Disney and Warner Bros. had both put in bids to produce the SNAFU shorts, but Disney had insisted on retaining rights to the characters and images. Warner did not, and won. In a historically felicitous pairing, Capra teamed Geisel with a 30-year- old animator named Chuck Jones. For the last few years, Jones had been developing a new character named Elmer Fudd in a handful of Merrie Melodies shorts. He refined Elmer’s appearance with each new cartoon and experimented with giving him different voices. Working with Geisel, he took some early character sketches and turned Fudd into Private SNAFU.
With voice talent Mel Blanc providing voices for the characters, Geisel writing the early scripts, and a team that included not only Jones but top-flight Warner animation directors, the Private SNAFU shorts—26 would be produced over the next 18 months—were the funniest, most original, and unquestionably the raunchiest movies ever produced by the Signal Corps. Munro Leaf, a pacifist whose popular illustrated children’s story about Ferdinand the Bull had been widely viewed as an antiwar parable, also worked on the series, and Geisel and Jones took his great contribution—the advice that if they wanted GIs to pay attention they should “make it racy”—and ran with it.

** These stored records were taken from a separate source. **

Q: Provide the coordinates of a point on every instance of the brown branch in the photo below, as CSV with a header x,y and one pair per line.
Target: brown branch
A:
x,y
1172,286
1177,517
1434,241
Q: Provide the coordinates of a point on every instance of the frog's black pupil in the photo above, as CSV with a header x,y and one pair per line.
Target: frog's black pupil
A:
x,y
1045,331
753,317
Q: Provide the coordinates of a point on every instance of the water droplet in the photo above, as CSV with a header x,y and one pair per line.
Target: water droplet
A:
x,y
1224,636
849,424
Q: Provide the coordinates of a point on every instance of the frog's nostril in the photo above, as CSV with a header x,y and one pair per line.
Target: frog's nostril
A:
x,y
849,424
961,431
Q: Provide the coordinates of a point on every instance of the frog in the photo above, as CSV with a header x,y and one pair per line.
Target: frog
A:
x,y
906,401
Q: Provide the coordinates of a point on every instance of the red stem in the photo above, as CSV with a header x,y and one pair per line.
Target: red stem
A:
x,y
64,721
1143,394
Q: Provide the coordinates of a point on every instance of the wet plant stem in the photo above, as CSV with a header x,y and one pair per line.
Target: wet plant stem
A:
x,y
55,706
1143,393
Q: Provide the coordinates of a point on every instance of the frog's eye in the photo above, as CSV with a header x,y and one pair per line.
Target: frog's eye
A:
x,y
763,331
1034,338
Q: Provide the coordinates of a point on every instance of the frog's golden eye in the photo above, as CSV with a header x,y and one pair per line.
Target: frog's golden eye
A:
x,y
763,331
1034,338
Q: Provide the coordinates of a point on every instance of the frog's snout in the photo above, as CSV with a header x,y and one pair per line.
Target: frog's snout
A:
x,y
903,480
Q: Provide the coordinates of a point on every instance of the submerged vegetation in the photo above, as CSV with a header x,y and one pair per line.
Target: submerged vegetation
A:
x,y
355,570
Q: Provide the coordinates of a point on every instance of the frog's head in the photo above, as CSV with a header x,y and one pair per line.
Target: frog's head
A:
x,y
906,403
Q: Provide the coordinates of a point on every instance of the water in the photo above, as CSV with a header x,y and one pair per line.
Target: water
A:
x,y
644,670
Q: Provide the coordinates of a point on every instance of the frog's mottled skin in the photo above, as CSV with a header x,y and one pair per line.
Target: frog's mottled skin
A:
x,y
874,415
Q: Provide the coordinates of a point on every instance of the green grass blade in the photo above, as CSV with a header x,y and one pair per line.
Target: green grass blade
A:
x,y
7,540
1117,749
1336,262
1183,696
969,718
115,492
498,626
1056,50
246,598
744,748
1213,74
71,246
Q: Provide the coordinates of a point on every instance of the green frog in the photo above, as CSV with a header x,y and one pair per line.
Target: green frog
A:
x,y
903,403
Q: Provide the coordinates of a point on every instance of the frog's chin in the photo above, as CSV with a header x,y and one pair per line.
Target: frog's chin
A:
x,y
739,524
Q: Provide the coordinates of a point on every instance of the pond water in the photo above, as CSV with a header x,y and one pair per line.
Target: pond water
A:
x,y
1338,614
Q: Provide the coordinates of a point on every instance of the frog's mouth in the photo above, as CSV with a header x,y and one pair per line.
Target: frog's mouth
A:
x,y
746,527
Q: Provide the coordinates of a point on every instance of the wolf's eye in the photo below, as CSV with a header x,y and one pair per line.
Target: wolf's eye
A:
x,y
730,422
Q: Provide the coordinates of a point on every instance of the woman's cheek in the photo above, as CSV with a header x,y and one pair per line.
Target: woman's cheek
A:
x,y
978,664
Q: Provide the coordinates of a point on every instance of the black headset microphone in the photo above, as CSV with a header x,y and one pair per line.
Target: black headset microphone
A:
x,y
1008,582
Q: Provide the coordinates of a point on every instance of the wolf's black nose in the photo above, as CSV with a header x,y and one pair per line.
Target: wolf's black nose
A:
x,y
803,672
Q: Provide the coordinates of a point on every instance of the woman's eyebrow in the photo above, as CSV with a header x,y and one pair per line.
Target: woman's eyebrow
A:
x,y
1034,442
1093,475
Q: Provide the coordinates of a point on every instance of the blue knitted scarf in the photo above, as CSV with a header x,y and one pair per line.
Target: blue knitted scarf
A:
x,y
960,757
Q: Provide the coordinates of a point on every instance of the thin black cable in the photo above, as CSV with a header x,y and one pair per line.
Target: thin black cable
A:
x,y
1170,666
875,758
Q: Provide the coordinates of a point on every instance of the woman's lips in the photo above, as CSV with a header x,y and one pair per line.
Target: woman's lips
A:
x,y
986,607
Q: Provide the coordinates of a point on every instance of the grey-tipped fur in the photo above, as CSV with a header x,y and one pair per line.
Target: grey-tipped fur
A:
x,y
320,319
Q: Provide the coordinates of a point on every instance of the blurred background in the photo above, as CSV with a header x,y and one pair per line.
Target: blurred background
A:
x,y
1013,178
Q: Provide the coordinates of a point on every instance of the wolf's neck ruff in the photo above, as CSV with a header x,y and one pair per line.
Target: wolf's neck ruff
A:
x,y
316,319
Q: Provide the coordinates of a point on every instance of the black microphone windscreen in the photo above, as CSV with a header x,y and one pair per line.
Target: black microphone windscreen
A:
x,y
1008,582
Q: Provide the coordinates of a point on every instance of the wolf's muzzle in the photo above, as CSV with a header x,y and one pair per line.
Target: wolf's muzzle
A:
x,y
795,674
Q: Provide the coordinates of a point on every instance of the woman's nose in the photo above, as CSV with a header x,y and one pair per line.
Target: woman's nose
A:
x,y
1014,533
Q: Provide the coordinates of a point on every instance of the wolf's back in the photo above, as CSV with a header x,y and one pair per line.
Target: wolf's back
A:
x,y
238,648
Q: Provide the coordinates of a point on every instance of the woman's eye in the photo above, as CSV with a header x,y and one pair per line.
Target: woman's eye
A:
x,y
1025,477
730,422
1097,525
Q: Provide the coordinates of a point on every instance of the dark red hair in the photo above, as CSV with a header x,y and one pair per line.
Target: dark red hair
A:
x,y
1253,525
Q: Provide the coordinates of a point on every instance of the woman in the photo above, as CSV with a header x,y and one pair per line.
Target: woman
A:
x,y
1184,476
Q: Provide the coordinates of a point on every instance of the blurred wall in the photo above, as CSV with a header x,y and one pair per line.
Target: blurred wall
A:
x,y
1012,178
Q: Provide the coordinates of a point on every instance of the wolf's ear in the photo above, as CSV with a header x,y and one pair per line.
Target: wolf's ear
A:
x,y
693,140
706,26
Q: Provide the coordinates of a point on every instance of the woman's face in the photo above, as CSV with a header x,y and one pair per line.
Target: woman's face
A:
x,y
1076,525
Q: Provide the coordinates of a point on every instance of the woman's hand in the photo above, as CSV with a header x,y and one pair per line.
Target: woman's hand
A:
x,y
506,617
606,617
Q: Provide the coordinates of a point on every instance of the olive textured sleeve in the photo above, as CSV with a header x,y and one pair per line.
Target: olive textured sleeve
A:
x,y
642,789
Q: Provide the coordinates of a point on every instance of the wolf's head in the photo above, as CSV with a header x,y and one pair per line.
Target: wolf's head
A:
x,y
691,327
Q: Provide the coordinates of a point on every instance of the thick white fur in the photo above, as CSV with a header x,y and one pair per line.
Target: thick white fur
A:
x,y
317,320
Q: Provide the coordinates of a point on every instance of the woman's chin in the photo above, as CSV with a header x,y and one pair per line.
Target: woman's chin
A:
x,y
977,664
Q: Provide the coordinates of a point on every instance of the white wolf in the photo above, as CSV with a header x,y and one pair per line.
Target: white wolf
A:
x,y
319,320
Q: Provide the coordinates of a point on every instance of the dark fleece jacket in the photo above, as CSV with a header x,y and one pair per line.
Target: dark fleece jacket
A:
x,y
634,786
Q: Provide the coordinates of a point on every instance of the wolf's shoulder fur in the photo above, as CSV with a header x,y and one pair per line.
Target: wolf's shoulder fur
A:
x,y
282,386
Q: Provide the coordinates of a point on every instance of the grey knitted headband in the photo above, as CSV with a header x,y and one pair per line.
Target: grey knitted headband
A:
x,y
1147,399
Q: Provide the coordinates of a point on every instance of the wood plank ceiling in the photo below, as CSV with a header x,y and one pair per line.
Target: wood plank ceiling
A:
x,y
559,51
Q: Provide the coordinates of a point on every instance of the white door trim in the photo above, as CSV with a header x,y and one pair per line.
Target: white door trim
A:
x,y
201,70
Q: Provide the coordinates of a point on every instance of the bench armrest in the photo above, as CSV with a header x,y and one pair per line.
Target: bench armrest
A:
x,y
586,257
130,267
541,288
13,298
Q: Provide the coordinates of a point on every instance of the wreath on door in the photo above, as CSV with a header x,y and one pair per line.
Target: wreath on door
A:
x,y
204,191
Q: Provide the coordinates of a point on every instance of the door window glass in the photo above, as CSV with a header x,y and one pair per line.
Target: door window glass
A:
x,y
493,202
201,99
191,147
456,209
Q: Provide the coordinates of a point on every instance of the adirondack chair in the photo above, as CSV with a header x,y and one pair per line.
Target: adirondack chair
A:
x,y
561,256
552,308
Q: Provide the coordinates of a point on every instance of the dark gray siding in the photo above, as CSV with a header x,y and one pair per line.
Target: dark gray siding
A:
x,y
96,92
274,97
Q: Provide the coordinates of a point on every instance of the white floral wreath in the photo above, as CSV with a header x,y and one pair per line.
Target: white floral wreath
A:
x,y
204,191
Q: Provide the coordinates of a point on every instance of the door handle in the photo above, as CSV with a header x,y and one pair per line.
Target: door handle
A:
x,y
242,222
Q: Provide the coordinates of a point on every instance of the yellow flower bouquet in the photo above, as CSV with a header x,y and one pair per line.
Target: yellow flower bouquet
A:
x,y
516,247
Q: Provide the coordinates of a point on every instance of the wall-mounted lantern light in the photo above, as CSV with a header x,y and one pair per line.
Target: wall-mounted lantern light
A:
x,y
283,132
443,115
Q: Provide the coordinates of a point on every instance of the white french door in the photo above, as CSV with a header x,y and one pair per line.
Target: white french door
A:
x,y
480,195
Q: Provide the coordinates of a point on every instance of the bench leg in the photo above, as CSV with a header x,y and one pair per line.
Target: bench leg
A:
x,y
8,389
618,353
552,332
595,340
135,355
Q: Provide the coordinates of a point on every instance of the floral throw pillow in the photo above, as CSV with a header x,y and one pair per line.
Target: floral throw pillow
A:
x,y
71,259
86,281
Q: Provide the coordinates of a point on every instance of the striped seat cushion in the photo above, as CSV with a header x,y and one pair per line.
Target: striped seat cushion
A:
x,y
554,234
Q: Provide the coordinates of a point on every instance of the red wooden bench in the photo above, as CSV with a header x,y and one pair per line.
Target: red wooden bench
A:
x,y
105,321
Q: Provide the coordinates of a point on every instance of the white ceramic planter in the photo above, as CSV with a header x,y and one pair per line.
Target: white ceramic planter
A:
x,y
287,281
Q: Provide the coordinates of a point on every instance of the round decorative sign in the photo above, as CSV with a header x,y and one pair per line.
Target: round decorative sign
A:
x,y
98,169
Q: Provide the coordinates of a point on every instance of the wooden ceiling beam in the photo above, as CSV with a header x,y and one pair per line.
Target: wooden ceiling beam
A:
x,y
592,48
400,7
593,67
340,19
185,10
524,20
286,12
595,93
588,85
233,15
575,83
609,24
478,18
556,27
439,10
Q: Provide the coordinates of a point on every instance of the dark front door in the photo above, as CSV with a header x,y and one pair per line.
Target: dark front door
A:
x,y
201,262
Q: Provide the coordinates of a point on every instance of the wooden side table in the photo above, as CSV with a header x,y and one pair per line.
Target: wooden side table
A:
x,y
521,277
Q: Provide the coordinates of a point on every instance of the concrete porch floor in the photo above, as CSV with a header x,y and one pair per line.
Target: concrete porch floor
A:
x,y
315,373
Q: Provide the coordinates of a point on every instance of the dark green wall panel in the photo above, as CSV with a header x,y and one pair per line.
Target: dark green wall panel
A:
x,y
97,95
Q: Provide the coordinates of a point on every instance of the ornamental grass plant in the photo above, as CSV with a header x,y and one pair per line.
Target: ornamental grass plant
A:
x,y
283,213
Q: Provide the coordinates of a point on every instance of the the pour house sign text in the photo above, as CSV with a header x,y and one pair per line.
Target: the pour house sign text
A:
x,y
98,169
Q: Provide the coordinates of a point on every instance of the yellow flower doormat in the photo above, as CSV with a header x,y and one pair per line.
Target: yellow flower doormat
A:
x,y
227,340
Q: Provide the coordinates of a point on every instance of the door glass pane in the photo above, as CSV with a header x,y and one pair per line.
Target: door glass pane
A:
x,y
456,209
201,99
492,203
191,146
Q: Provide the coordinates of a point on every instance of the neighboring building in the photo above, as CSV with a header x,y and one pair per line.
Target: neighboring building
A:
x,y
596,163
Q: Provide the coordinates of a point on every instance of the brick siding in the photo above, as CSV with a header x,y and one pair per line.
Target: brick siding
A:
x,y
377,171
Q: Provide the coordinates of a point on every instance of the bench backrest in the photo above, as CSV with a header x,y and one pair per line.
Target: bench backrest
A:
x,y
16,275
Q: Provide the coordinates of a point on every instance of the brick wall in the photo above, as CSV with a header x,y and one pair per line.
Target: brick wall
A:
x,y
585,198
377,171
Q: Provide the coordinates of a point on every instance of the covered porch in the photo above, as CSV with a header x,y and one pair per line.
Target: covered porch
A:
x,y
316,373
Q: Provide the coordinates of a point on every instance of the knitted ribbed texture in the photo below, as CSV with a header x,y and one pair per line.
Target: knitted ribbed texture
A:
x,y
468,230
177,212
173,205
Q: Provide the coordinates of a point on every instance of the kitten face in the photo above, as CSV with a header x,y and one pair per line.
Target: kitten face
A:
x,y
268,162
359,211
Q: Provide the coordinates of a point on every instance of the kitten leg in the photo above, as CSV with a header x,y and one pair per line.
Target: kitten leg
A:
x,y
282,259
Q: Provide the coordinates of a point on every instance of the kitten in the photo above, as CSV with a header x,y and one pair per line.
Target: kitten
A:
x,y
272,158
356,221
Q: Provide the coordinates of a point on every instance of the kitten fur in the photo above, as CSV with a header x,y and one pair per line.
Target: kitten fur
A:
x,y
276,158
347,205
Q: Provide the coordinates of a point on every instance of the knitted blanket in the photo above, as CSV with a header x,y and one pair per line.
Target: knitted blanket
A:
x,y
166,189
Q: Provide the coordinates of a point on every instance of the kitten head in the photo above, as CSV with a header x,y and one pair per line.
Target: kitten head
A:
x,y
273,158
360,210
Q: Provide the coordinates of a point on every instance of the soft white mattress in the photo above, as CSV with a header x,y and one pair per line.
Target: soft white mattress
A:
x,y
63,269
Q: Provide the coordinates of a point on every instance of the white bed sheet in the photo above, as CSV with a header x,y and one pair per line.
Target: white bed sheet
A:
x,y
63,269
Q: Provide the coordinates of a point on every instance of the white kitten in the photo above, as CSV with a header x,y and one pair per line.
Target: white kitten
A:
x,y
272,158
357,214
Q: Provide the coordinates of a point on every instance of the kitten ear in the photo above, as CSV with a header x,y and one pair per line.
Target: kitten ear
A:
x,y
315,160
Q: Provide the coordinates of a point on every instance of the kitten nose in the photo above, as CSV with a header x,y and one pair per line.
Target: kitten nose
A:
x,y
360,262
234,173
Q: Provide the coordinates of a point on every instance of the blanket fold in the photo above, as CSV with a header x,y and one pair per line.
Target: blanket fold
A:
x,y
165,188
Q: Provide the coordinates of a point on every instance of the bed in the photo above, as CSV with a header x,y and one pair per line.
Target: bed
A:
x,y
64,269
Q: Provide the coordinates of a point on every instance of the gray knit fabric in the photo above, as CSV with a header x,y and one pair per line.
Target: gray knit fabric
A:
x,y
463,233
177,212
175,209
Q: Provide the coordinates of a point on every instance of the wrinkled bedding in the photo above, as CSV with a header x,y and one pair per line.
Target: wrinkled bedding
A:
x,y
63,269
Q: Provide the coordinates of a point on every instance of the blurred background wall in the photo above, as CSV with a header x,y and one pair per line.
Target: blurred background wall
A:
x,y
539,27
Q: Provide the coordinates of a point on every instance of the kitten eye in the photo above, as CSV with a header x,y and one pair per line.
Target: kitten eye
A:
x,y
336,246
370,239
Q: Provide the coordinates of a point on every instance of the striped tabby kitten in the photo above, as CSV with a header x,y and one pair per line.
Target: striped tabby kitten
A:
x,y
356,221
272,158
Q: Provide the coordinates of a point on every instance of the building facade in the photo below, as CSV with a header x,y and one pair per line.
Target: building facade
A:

That approach began with the explanation of the title in the very first cartoon—“SNAFU means Situation Normal All…Fouled Up,” says the narrator, inserting a droll pause before “fouled” that never would have passed muster with either the Production Code or Lowell Mellett, the liaison between the government and the movie industry. Geisel and Jones used the fact that the only audience for the cartoons would be adult men as a permission slip to break every barrier in the movies, and Capra gave them his blessing.
The first SNAFU shorts, which introduced the main character, the private who was always wishing for things to be different—along with his fairy godfather, “Technical Fairy, First Class”— were made for about $2,500 ($38,000 today) each. Unfolding with proto-Seussian rhyming narration that played like an early draft of How the Grinch Stole Christmas, they included words like “hell” and “damn,” fleeting cartoon nudity, burlesque jokes, toilet humor, and sometimes lines that even the creators couldn’t believe they were getting away with. “It’s so cold it would freeze the nuts off a jeep!” Geisel wrote as a dare to Jones, who promptly storyboarded a cutaway to lug nuts falling off a shivering army vehicle.
As soon as the SNAFU shorts made their 1943 appearance in the biweekly newsreels that Capra’s team also produced, they were a hit with GIs around the world. The shorts entertained the troops until late 1945, and while a second series starring Private SNAFU’s brother, Seaman TARFU, was slated, the project ended with the war.